Haemolysis is due to increased fragility of RBCs caused by accumulation of porphyrins and is characterised by anisocytosis, reticulocytosis, absence of haptoglobin, increased unconjugated bilirubin and faecal urobilinogen. Anaemia can be so severe that some patients are dependent on transfusions.
Epidermolysis bullosa and drug-induced pseudoporphyria can mimic CEP due to the presence of extensive photosensitivity and mutilation. However, in both of these conditions, porphyrin levels in the urine, plasma and faeces are normal. Histopathological examination of bullae in CEP shows caterpillar bodies which are composed of eosinophilic linear basement membrane material in the roof of sub-epidermal blisters. Urinary porphyrin excretion is markedly increased (up to 50–100 mg/day) and consists mostly of uroporphyrin and coproporphyrin. Urinary aminolevulinic acid and porphobilinogen excretion is not increased. Faecal porphyrins are markedly increased due to increased coproporphyrin I. Circulating erythrocytes contain large amounts of uroporphyrin I and coproporphyrin I. A definitive diagnosis of CEP can be made by demonstration of markedly deficient URO synthase activity[3].
The only available prophylactic measure for CEP is total avoidance of sunlight.

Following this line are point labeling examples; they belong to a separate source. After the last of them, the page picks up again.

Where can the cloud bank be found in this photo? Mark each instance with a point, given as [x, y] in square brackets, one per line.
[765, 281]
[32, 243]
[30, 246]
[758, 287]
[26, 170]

Sun-protective clothing, topical sunscreen lotions, use of CFLs instead of incandescent bulbs and oral photoprotectants such as beta-carotene 120–180 mg/day are advisable to decrease oxidative damage. Other treatments include intravenous haematin therapy to suppress haemoglobin production by negative feedback, oral activated charcoal to prevent reabsorption, and hydroxyurea to reduce bone marrow porphyrin synthesis. Despite the limited treatment options, life expectancy is 40–60 years[4].
Specific mutations in the UROS gene can be identified with genetic testing. Allogenic bone marrow transplantation replaces erythroblasts in the medulla and reverses disease manifestations but is costly. Stem cell transplantation is currently the only known curative therapy and has great promise[5].
In our case there was infancy-onset cutaneous photosensitivity, infancy-onset blistering, and red-coloured urine and teeth together with cutaneous scarring. However, strikingly, there was no evidence of haemolysis. This unique presentation encouraged us to report such a rare case. A high degree of suspicion is required for the diagnosis of CEP and the early recognition is very important to prevent future damage.